The beef cattle industry appears to be on a slow path toward rebuilding, said Oklahoma State University Livestock Marketing Specialist Derrell Peel, in a newsletter called Cow-Calf Corner.
Fed cattle prices are expected to peak some months after heifer retention begins, and, at this point, are projected to move higher into 2026 and perhaps beyond, Peel said. A sharp peak followed by a pronounced drop seems unlikely at this point.
Cattle prices likely will remain elevated for much of the remainder of the decade with a gentle peak somewhere along the way, he said. However, the front end of the process has not yet started so the path is subject to change and must be monitored.
NOTHING TO SEE HERE
Despite some anecdotal indications of heifer retention, there is no data to say producers are retaining enough heifers to initiate herd rebuilding, Peel said. Beef cow slaughter dropped enough in 2025, following decreases in 2023 and 2024, to hint at a slight increase in beef cow inventories going into 2026.

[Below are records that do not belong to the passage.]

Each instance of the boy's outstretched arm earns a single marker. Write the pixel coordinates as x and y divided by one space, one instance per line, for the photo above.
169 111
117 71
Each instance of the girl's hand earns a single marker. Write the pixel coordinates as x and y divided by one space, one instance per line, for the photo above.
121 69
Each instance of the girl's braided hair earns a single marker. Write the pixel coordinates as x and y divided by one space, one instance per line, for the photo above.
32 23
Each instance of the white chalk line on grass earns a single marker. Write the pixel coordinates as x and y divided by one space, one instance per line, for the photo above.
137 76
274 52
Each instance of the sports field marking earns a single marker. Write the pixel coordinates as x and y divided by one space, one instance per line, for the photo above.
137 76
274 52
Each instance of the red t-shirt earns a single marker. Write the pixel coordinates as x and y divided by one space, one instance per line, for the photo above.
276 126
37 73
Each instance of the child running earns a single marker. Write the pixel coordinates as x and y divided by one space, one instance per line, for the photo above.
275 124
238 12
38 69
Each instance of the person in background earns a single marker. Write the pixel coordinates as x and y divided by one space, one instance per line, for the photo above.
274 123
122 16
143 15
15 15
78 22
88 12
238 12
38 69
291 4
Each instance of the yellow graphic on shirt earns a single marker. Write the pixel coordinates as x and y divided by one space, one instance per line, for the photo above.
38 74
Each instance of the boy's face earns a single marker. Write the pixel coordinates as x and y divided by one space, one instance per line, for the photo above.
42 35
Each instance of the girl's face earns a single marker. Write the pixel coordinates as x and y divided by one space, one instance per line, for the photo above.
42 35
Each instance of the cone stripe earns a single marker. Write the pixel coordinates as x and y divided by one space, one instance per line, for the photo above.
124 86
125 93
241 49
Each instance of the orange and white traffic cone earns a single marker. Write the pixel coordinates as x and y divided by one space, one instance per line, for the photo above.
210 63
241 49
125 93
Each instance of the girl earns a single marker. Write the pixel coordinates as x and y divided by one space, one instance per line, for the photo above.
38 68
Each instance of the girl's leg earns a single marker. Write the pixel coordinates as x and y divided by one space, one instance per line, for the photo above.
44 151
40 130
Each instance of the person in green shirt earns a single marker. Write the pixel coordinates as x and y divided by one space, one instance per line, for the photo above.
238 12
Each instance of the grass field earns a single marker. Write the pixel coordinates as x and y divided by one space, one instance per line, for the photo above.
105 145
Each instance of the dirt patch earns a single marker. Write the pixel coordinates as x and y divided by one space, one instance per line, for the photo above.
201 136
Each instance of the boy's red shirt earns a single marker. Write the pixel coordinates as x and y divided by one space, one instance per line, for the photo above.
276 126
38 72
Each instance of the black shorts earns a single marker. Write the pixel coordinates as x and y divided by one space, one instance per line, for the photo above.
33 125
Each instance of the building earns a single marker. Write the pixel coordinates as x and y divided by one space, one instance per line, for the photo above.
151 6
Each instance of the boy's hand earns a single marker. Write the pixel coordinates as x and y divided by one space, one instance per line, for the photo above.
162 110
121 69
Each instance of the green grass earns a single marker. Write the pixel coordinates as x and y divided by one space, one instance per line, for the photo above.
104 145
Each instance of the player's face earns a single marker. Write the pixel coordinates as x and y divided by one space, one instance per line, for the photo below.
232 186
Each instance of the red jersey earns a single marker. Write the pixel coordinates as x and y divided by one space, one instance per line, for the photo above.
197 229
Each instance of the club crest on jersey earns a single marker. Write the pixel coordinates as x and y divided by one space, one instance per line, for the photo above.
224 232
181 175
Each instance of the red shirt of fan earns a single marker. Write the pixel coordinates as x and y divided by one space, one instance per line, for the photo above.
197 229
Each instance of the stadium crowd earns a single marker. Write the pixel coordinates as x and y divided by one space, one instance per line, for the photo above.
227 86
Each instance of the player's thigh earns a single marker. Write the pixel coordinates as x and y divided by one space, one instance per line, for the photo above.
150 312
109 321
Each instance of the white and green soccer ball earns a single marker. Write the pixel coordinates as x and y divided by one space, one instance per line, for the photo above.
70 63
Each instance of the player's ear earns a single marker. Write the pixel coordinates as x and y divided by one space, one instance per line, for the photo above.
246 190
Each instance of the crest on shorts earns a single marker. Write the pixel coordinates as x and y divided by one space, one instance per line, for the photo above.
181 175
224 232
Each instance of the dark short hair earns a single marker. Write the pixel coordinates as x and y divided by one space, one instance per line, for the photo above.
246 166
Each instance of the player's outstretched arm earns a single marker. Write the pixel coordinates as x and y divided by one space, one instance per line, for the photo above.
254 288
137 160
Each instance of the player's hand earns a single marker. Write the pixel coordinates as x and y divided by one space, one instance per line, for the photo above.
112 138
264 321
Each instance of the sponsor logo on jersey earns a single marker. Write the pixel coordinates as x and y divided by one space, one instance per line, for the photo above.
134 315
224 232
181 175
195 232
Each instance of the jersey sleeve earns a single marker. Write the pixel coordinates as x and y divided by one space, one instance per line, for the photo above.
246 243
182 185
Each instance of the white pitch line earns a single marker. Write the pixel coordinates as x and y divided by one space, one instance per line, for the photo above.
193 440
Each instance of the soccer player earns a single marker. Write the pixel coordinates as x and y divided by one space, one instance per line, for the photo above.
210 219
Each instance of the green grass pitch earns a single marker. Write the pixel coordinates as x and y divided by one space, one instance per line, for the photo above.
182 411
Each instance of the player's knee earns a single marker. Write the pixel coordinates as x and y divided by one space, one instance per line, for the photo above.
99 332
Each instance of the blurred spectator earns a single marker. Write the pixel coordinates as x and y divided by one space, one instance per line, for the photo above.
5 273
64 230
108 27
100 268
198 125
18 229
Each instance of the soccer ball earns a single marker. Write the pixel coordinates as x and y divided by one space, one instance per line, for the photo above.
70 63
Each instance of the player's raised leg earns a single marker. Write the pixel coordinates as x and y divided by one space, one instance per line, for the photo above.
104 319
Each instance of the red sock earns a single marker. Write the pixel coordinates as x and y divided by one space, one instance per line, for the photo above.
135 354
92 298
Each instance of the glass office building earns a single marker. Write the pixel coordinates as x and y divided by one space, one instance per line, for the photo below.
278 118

While that would make 2025 the cyclical inventory low, the lack of heifer retention thus far means no significant herd growth is possible in 2026, he said. Unless data from the final quarter shows significant heifer retention, the prospects for herd growth in 2027 also will be limited.
Without heifer retention, the clock does not start on the timeline to anticipate the peak in prices and the duration of elevated prices, Peel said. It looks increasingly like that the peak is being pushed into the last part of the decade.
HOW HIGH WILL THEY GO?
Increasingly, cattle producers, consumers, and policymakers are asking how high cattle prices will go; when will they reach a peak; and what happens after the peak, Peel said. Questions about the cyclical peak in cattle prices and the trajectory of prices past the peak depend on factors that are still unknown.
Analysts do not have a definitive indication of a cyclical bottom in cattle inventories – let alone the path of herd rebuilding to follow, he said.
The only direct heifer-retention data was the mid-year Cattle (Inventory) report, which showed the lowest beef replacement heifer inventory in the history of that particular data set, Peel said. The 2025 US calf crop is projected to be the lowest since 1941 leading to the lowest ever July estimate of feeder cattle supplies outside of feedlots.
Industry response to rising cattle prices has been uncharacteristically slow, he said. The sharp decrease in beef cow slaughter (down roughly 40% since 2022) is enough to stabilize the cow herd.
The beef cow inventory could be fractionally larger in 2026, Peel said, but the small beef replacement heifer inventory (down about 27% from the cyclical peak in 2017) means prospects for 2026 herd growth are very limited. Unless heifer retention accelerates late in 2025, herd growth in 2027 also will be limited.
CATTLE, BEEF RECAP
The USDA reported formula and contract base prices for live FOB steers and heifers this week ranged from $236.69 per cwt to $237.11, compared with last week’s range of $230.70 to $241.00 per cwt. FOB dressed steers and heifers went for $365.20 per cwt to $365.50, compared with $360.27 to $375.71.
The USDA choice cutout Monday was down $1.66 per cwt at $363.91 while select was up $3.36 at $349.75. The choice/select spread narrowed to $14.16 from $19.18 with 124 loads of fabricated product and 49 loads of trimmings and grinds sold into the spot market.
The USDA-listed the weighted average wholesale price for fresh 90% lean beef as $423.38 per cwt, and 50% beef was $144.38.
The USDA said basis bids for corn from feeders in the Southern Plains were down $0.05 to $0.10 at $0.90 to $1.15 a bushel over the Dec corn contract, which settled at $4.10 3/4, down $0.02 1/4.
No live cattle delivery notices were posted.
The CME Feeder Cattle Index for the seven days ended Friday was $369.00 per cwt, up $1.08. This compares with Monday’s Oct contract settlement of $375.50, unchanged.